Data protection law: Joint controllership (also) for the "Like" button

By judgment of July 29, 2019, the European Court of Justice (ECJ) ruled in Case C-40/17 ("Fashion ID") that a website operator who incorporates Facebook's "Like" button into its pages is jointly responsible with Facebook for the processing of personal data of website visitors.

Background

The subject of the proceedings, in which the Düsseldorf Higher Regional Court had referred a number of questions of interpretation to the ECJ for a preliminary ruling, is a so-called social media plug-in, the "Like" button on Facebook, which results in certain personal data of this visitor being transferred to Facebook when a visitor accesses the website concerned. In the specific case, this transfer took place regardless of whether the visitor is a Facebook member, clicks on the social media plugin and without further explanation of the data transfer.

The association ”Verbraucherzentrale NRW” considered the integration of the "Like" button on the pages of Fashion ID, an online retailer for fashion articles, a violation of several data protection provisions.

Decision

First of all, the ECJ states that neither the old Data Protection Directive nor the new General Data Protection Regulation (GDPR) opposes the civil law procedure of the Verbraucherzentrale NRW.

When assessing the responsibility for the data processing operations in connection with the "Like" button, the ECJ differentiates: The website operator is jointly liable with Facebook for the collection of the data in question and their forwarding to Facebook. After the transmission, however, Facebook is solely responsible.

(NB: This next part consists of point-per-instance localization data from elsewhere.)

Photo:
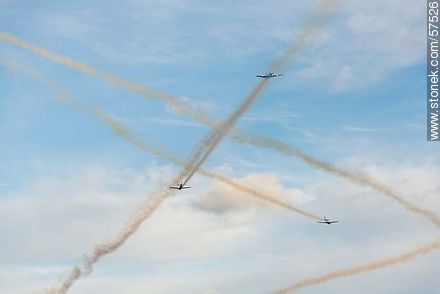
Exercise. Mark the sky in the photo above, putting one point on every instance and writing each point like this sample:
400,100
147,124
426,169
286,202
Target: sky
356,99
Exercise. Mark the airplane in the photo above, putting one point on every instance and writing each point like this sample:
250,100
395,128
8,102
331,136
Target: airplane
179,187
269,75
327,221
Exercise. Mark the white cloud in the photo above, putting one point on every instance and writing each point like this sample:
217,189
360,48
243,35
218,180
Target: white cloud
189,246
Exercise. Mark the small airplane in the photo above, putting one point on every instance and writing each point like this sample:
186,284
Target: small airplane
269,75
327,221
179,187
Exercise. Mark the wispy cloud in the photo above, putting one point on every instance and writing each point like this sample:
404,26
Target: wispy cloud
363,129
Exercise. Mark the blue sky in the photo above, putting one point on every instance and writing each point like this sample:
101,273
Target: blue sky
356,99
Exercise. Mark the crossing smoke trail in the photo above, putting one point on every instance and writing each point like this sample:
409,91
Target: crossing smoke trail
201,153
123,132
326,9
406,257
149,206
304,40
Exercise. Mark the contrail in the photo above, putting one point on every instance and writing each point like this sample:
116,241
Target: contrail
124,133
239,135
201,153
406,257
150,205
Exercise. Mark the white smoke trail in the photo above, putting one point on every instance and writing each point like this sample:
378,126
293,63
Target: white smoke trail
356,270
312,28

Background is that the integration of the social media plugin enables the website operator to optimize his own advertising, which is given a greater reach by Facebook when the "Like" button is clicked. The ECJ is focusing significantly on this economic advantage in order to assign joint controllership to website operators until the data transfer to Facebook has been completed. The website operator therefore approves the processing of personal data in order to benefit from the improved advertising opportunities.

Comments

In this case, the decision is not surprising. In its ruling of June 5, 2018 (Case C-210/16), the ECJ had already ruled that the operator of a Facebook fan page is jointly responsible with Facebook for the collection and processing of personal data. The court transfers the reasoning behind this decision to the "Fashion ID" case. It should also apply accordingly to other social media plug-ins that enable the processing of personal data.

This means that website operators who include the "Like" button must provide certain mandatory information about the joint data processing operations. In order to support the website operators in this, it can be assumed that Facebook - as in the follow-up to the C-210/16 proceedings - will provide an agreement on joint controllership relatively soon. In addition, website operators must ensure that there is a suitable legal basis - usually a declaration of consent - for the collection and transfer of data to Facebook. This could be done, for example, by means of suitably designed cookie banners or the transparent implementation of the so-called two-click solution.

However, the ECJ ruling is also remarkable for a completely different reason: It was not to be expected with certainty that the ECJ would grant the Verbraucherzentrale NRW the power of action for (competition law) action against Fashion ID. Since the GDPR came into force, the question of the right to take legal action in the case of data protection violations - and thus of their ability to issue cease and desist letters - has been highly controversial and is assessed differently by the German instance courts. With its decision of April 11, 2019 - File No. I ZR 186/17, the FCJ had suspended another case against Facebook for violations of data protection law with regard to precisely this question now decided by the ECJ. Subject to possible restrictions by the national legislator, it is now to be expected that data protection violations will increasingly be prosecuted by business and consumer associations in the future in accordance with competition law. However, it has still not been conclusively clarified whether companies are also entitled to sue in respect of data protection infringements committed by their competitors.

For website operators, this means that they should critically review the value of each plugin and use only those that actually add value. If such an added value is not determined, it should be waived in case of doubt in order to avoid unnecessary disputes.